You will want to stay away from SPD SL road cycling pedals when you spec your gravel bike. Sometimes, a trail will be rutted or too rocky to cross in which case you'll be on foot. "MTB pedals" with recessed cleats are far better for hike-a-bike sections and if conditions are muddy, you'll be grateful for their clearance and functionality.

Gravel bike accessories

What accessories will benefit me on a Gravel bike ride?

It's not necessary to have an entirely different wardrobe just because you're now riding gravel bikes but there are a few bits that will make life easier. Take hydration for example: you're likely to go over a rooted sections of woods as well as a few rocks here and there so your water bottles might rattle their way out of the cage. Hydration packs? are popular in MTB world and they've got a place in gravel riding too because of their large capacity and easy access to water.

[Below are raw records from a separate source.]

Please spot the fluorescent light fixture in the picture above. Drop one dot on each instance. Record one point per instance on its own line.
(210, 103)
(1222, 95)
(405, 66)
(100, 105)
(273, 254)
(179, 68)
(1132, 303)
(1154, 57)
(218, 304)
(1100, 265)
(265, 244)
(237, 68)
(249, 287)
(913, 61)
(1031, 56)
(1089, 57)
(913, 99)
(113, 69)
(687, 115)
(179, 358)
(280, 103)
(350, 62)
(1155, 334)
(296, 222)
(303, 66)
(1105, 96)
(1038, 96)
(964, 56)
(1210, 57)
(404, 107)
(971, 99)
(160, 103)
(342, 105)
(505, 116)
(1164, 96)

Lighting is important on gravel rides and while the romanticised image of gravel riding in front of a wake of dust on a hot day gives us hope for the UK climate, the reality can be entirely different. To be on the safe side, make sure you've got a "powerful front light" in case of low visibility and poor weather conditions.


For your longer Gravel rides or if you plan to go on a bikepacking adventure, luggage and luggage racks are a clear neccessity for all of your belongings. Since Gravel cycling first hit the market, people have ensured that Bikepacking is a good way to spend a weekend away on the bikes whilst exploring new terrain that you wouldn't achieve in a single day. At the rear of the bike, there are often plenty of lugs to equip your steed with a pannier rack which will carry the majority of your belongings. Meanwhile up front, riders can attach frame mounted bags on the toptube and downtube as well as a handlebar bag that sits just infront of the cockpit... perfect for your multi-day explorations.